Le Premier ministre, Emmanuel Issoze Ngondet, est à N’Djamena, au Tchad, où il représente Ali Bongo au sommet des chefs d’Etat de la Communauté économique et monétaire de l’Afrique centrale (Cemac).

Le Premier ministre, Emmanuel Issoze Ngondet échangeant avec son homologue tchadien, Albert Payimi Pedacké, le 30 octobre 2017 à N’Djamena. © Facebook Issoze Ngondet

 

Un sommet extraordinaire des chefs d’Etat de la Communauté économique monétaire de l’Afrique centrale (Cemac) s’est ouvert le 31 octobre à Ndjamena, au Tchad. Une rencontre à laquelle le Gabon est représenté par le chef du gouvernement gabonais, Emmanuel Issoze Ngondet.
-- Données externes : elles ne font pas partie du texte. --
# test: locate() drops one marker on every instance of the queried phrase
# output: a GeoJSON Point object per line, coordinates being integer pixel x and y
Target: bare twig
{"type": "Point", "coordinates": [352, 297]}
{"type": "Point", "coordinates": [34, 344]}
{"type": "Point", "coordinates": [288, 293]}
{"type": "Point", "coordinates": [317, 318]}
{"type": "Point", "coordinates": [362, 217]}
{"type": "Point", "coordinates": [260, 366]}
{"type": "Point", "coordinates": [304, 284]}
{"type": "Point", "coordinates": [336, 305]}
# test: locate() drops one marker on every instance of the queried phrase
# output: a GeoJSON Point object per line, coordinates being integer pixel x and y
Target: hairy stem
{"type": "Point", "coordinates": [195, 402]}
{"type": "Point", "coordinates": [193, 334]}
Les échanges de ce sommet sont consacrés aux problèmes politiques et financiers auxquels font face les services de la Commission et des institutions spécialisées de l’espace communautaire des six pays de la sous-région.

Emmanuel Issoze Ngondet a notamment échangé avec les chefs d’Etat sur l’application des mesures prises le 5 février 2017 à Djibloho, en Guinée équatoriale, sur la libre circulation des biens et des personnes dans l’espace communautaire.

A l’ouverture des travaux, le ministre tchadien de l’Economie a affirmé que les six Etats de la Cemac ont accumulé environ 200 milliards de francs CFA de cotisations non versées depuis 2009.

La situation est aggravée par le contexte économique actuel de plusieurs pays de cet espace dont les économies dépendent de l’exportation du pétrole. Le Gabon, le Tchad ou encore le Cameroun par exemple, ont dû compter sur de multiples sorties sur le marché financier et des accords avec le Fonds monétaire international (FMI). Libreville et le FMI ont signé un accord d’appui financier de 642 millions de dollars au titre de mécanisme élargi de crédits de cette institution.